Here is the detail support matrix for your reference:
https://github.com/onnx/onnx-tensorrt/blob/master/operators.md
Thanks.
gbenel
July 16, 2020, 1:14pm
12
OK - so you think no way to convert this model to TensorRT currently?
Hi,
We don’t have too much experience on SiamMask.
It’s recommended to check if there is any network architecture that cannot be supported by TensorRT or onnx2trt first.
Thanks.
gbenel
July 18, 2020, 2:00pm
14
Do you have any recommendations for Single Object object trackers (preferably user-selectable ROI) that are optimized for Jetson?

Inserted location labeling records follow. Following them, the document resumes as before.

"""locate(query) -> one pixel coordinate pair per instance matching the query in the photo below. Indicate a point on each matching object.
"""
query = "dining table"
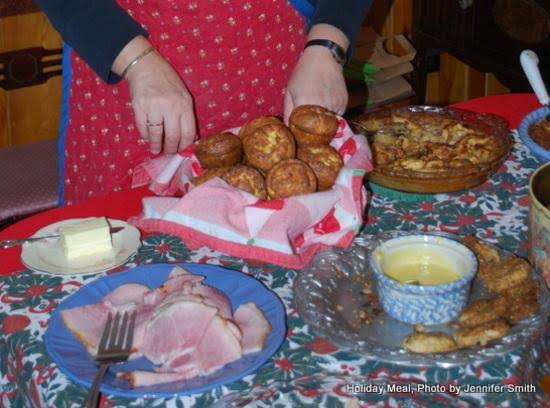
(304, 365)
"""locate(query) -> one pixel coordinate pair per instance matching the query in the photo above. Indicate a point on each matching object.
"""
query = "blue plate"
(74, 361)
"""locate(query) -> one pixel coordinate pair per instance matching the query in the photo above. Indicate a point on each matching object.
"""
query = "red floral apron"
(235, 57)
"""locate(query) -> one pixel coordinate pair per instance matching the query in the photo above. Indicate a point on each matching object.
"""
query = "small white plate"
(47, 255)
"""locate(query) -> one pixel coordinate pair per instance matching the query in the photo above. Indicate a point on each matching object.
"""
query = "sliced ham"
(179, 282)
(219, 346)
(184, 327)
(87, 323)
(175, 329)
(215, 298)
(129, 293)
(253, 325)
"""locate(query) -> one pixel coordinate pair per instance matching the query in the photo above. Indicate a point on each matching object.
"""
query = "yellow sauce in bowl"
(422, 266)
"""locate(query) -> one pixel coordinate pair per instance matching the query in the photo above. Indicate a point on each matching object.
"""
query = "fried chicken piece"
(520, 300)
(507, 273)
(484, 252)
(528, 288)
(429, 342)
(521, 309)
(481, 334)
(482, 311)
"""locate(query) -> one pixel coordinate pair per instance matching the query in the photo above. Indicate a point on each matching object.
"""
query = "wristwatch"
(339, 54)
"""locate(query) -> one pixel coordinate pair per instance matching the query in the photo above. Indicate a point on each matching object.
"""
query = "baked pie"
(426, 144)
(540, 133)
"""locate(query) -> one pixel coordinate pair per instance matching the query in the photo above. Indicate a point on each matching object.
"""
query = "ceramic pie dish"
(439, 143)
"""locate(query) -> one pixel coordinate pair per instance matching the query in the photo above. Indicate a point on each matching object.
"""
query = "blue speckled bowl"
(425, 304)
(540, 153)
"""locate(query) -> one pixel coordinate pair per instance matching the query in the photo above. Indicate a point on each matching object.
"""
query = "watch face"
(339, 54)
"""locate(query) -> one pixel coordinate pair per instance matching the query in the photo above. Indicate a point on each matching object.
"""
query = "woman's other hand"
(317, 78)
(162, 104)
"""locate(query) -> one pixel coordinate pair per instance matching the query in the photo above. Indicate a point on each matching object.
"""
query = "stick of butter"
(86, 238)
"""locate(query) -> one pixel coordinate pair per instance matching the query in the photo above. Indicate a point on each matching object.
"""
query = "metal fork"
(114, 347)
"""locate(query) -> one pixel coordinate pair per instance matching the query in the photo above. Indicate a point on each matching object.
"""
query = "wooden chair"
(28, 173)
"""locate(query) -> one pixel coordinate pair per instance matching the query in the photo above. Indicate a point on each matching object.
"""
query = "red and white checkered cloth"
(287, 232)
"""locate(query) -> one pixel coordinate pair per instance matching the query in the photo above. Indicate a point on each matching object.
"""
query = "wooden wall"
(455, 81)
(32, 114)
(29, 114)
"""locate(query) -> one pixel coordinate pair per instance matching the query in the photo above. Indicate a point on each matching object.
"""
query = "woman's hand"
(162, 104)
(317, 78)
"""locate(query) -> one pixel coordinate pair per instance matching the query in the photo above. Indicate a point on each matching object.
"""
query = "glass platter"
(535, 372)
(328, 295)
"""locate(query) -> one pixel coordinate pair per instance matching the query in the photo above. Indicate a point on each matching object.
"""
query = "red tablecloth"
(124, 204)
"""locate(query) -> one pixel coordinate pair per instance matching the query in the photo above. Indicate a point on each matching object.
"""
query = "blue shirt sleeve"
(96, 29)
(346, 15)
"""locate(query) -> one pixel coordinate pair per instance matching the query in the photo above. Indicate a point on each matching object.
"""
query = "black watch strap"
(339, 54)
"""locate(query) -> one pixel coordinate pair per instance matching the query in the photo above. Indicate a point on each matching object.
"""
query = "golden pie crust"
(430, 145)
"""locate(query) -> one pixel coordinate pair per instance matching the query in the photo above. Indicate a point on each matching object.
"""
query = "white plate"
(47, 255)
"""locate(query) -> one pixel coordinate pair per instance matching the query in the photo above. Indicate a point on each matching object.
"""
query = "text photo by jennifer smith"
(368, 388)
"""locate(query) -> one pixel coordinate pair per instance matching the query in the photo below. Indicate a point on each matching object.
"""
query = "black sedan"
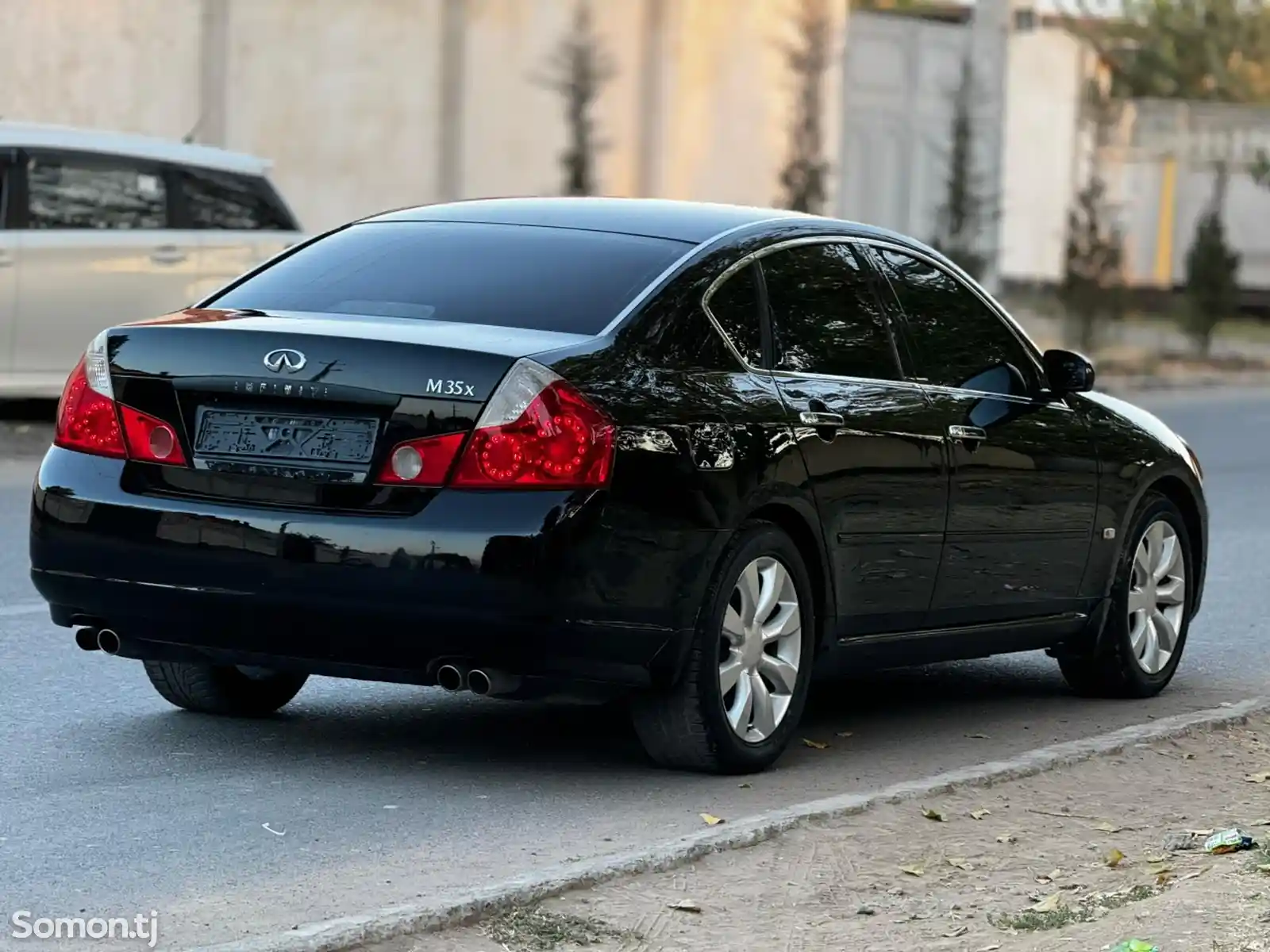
(671, 454)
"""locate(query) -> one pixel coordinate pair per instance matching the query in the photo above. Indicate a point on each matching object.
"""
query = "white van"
(101, 228)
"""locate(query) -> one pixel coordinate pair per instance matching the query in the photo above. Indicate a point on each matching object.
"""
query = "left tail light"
(89, 420)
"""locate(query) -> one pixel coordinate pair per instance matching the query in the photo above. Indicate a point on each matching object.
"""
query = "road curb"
(351, 932)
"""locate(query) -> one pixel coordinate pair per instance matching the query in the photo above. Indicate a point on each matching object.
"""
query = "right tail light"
(537, 432)
(89, 418)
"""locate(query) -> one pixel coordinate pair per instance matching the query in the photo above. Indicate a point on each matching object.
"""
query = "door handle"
(814, 418)
(975, 435)
(168, 254)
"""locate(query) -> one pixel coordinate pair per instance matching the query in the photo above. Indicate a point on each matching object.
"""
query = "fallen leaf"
(685, 905)
(1049, 904)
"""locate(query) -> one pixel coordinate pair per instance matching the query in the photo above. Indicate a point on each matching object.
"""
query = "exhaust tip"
(450, 678)
(87, 639)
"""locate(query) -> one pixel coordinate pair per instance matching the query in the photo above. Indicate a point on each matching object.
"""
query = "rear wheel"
(1146, 628)
(224, 689)
(749, 664)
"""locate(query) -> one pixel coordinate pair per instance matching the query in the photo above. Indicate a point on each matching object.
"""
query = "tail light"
(537, 432)
(89, 419)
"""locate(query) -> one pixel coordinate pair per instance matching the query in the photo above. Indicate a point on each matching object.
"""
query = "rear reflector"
(537, 432)
(421, 463)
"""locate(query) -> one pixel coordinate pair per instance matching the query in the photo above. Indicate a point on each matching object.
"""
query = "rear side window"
(217, 200)
(71, 192)
(506, 276)
(734, 306)
(826, 315)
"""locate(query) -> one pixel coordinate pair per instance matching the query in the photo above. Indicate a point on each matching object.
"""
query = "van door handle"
(168, 254)
(814, 418)
(968, 435)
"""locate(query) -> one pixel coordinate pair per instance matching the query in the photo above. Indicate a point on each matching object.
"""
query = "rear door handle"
(975, 435)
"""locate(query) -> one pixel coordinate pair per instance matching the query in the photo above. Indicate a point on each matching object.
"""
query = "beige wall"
(344, 95)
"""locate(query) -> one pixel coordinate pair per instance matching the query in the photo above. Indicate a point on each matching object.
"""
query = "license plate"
(347, 441)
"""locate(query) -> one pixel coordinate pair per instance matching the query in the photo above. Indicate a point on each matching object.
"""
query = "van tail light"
(537, 432)
(89, 420)
(421, 463)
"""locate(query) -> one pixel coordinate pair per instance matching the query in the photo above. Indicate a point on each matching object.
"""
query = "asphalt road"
(362, 797)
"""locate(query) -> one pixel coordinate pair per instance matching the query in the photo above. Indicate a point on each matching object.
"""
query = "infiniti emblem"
(285, 359)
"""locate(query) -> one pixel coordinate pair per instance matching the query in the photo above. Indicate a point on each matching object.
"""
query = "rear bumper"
(537, 583)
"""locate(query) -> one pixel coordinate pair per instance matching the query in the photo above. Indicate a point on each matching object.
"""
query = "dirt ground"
(1073, 860)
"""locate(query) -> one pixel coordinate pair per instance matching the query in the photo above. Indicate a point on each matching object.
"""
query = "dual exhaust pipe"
(484, 682)
(106, 640)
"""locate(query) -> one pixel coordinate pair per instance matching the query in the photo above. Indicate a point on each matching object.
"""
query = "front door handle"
(168, 254)
(969, 435)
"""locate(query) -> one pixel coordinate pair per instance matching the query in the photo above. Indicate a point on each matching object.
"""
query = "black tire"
(1111, 670)
(686, 727)
(224, 689)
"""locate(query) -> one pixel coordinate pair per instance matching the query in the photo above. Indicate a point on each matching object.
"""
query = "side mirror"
(1068, 372)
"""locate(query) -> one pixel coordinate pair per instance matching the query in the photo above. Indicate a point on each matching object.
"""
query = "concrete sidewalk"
(1077, 858)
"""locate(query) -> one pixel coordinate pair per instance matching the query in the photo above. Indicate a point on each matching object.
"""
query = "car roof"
(32, 135)
(692, 222)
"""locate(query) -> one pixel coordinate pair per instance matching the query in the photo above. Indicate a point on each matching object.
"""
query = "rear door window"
(94, 192)
(826, 315)
(230, 202)
(511, 276)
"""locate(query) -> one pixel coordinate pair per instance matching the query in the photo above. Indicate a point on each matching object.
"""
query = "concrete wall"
(347, 97)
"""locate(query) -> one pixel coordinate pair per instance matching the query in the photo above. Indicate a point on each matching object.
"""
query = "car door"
(874, 456)
(95, 249)
(241, 221)
(8, 270)
(1024, 475)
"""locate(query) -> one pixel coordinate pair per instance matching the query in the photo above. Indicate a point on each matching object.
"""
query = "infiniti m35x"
(677, 454)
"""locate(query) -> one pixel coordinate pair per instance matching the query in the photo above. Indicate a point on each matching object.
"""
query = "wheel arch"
(803, 528)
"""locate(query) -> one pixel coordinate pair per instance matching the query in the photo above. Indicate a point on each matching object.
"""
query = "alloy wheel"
(1157, 597)
(761, 647)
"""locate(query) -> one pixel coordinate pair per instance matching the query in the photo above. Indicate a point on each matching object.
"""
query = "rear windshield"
(508, 276)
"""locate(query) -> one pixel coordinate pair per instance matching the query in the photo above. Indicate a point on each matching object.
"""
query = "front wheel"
(224, 689)
(1146, 628)
(749, 664)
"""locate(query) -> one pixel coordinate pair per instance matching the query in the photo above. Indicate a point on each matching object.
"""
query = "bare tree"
(578, 70)
(804, 178)
(967, 209)
(1092, 289)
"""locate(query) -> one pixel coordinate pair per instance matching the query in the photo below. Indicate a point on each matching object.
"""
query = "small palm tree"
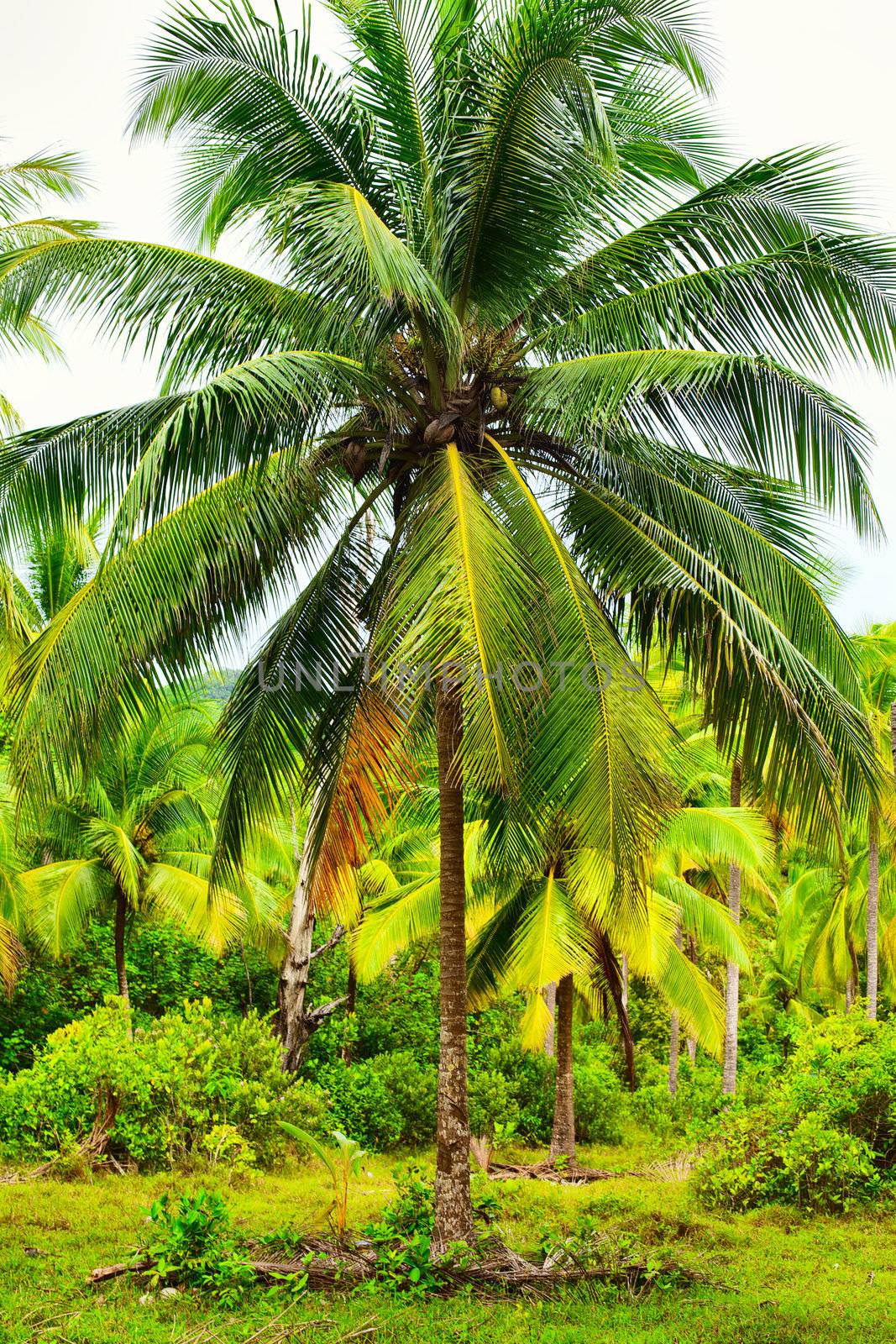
(134, 840)
(526, 318)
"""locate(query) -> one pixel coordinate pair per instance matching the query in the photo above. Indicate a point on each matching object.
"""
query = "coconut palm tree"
(134, 839)
(515, 306)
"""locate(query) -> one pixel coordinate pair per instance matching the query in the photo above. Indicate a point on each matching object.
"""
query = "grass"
(778, 1277)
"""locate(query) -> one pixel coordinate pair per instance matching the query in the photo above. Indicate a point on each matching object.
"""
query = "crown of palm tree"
(526, 319)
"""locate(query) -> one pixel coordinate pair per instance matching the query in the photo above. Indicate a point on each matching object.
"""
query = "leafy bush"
(826, 1135)
(600, 1102)
(188, 1088)
(164, 967)
(362, 1104)
(194, 1247)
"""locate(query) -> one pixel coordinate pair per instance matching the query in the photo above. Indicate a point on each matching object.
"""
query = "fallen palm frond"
(333, 1267)
(566, 1175)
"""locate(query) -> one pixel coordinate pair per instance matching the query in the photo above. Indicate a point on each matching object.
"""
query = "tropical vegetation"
(555, 810)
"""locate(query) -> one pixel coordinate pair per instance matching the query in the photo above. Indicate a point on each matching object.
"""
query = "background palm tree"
(136, 840)
(878, 662)
(527, 319)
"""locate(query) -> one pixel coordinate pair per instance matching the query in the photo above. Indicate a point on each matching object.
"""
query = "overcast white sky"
(794, 71)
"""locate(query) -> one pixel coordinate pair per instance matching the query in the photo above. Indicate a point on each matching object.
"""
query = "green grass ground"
(778, 1277)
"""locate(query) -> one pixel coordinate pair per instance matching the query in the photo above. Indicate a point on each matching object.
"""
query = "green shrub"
(190, 1088)
(600, 1102)
(194, 1247)
(826, 1133)
(164, 967)
(360, 1102)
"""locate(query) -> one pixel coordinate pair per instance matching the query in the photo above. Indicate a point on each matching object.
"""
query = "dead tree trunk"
(563, 1131)
(732, 969)
(871, 932)
(453, 1202)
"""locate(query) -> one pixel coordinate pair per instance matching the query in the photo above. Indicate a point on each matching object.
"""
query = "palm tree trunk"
(121, 971)
(732, 969)
(852, 984)
(674, 1032)
(691, 1043)
(293, 978)
(453, 1203)
(873, 886)
(551, 1000)
(563, 1131)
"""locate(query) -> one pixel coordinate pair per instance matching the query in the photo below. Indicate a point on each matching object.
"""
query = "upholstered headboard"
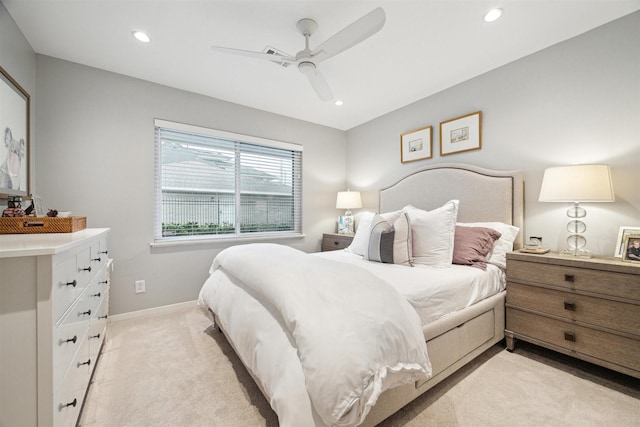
(484, 194)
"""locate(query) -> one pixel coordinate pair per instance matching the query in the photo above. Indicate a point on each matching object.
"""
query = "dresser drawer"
(606, 313)
(605, 346)
(332, 242)
(69, 395)
(99, 254)
(97, 329)
(69, 336)
(605, 283)
(66, 286)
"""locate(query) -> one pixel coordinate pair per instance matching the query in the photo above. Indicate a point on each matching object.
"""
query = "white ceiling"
(425, 46)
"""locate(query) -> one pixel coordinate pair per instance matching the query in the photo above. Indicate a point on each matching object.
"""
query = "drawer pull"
(63, 405)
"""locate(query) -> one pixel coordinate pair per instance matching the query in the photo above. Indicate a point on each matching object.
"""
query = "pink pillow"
(472, 245)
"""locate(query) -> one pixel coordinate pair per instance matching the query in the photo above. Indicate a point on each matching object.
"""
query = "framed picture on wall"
(631, 251)
(14, 127)
(416, 145)
(623, 233)
(461, 134)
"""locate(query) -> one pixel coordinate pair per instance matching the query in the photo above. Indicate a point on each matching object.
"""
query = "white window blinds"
(212, 184)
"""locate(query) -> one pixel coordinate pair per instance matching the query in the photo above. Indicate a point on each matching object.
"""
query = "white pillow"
(392, 216)
(360, 243)
(432, 234)
(498, 255)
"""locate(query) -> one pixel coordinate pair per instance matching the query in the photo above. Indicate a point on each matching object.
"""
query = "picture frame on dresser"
(624, 231)
(631, 248)
(14, 125)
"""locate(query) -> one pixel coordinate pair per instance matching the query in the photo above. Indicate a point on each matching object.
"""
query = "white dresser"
(54, 300)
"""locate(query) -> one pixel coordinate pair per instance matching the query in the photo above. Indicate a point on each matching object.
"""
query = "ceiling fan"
(307, 60)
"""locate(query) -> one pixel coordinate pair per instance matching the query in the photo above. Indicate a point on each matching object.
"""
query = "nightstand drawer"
(602, 312)
(580, 279)
(616, 349)
(332, 242)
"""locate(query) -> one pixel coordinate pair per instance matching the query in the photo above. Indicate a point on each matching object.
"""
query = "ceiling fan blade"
(351, 35)
(317, 81)
(257, 55)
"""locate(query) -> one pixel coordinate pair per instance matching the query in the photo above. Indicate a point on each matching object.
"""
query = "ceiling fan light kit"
(307, 59)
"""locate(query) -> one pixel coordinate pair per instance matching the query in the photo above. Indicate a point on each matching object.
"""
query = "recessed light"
(141, 36)
(492, 15)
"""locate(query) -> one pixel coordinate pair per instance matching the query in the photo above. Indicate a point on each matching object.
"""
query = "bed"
(396, 340)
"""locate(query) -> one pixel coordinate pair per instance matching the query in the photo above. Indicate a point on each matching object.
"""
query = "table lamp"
(347, 200)
(576, 184)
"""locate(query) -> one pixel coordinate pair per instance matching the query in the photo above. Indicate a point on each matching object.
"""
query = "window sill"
(222, 241)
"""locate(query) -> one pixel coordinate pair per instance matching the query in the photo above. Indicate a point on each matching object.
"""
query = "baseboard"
(155, 311)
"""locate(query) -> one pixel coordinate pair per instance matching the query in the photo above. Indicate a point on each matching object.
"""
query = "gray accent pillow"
(381, 235)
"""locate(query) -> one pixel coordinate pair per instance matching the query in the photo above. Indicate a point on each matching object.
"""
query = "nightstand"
(335, 241)
(585, 308)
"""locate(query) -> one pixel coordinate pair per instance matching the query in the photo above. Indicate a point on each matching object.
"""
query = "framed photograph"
(416, 145)
(14, 127)
(461, 134)
(622, 235)
(37, 205)
(632, 248)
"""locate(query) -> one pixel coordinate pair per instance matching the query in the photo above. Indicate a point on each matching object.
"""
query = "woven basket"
(42, 224)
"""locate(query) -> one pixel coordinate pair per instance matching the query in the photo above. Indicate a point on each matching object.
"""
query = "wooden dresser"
(586, 308)
(335, 241)
(54, 300)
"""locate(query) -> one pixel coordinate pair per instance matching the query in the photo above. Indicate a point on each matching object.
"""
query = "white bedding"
(315, 362)
(433, 292)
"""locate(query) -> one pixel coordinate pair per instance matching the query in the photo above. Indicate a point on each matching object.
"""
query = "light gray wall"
(96, 158)
(19, 60)
(575, 102)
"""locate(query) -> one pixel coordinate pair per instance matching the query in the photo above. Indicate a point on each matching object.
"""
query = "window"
(215, 184)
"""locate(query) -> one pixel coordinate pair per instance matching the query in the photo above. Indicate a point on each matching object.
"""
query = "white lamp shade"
(348, 200)
(580, 183)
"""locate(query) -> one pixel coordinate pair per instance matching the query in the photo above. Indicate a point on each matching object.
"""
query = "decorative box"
(42, 224)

I have experimented with some of the trackers on deepstream, but they are all object-detection based and multi-object tracking, so this leads to a number of issues, mostly ID switching related.
Hi,
You can check if the “KLT Bounding Box Tracker” in our VPI SDK can meet your requirement.
https://docs.nvidia.com/vpi/algo_klt_tracker.html
It use the same tracking algorithm but takes the bounding box as input so can be customized.
Thanks.
gbenel
July 29, 2020, 11:47am
16
Thank you! Is there any python implementation of this for Jetson?
Hi,
Sorry that our VPI library only have C++ API currently.
Thanks.
gbenel
July 30, 2020, 4:58pm
18
I see you need to install the VPI through the SDK manager, as installing VPI through apt is only possible for linux-x86_64 systems (not aarch64).
Unfortunately I do not have a linux machine to run the SDK manager on, and you cannot run the SDK manager on the jetson device itself.
Hi,
VPI is installed when you flash NX with sdkmanager.
You can find the sample on device here:
/opt/nvidia/vpi-0.3/samples
Thanks.
gbenel
July 31, 2020, 3:24pm
21
The KLT tracker sample looks and runs great - but it is difficult for me to access only being in C++ and outputting to saved frames (not streaming), and needing a text file input for bounding boxes on the initial frame.
Ideally for me I would need to use it in Python and OpenCV, using an ROI selector on the first frame, and take a camera image as input.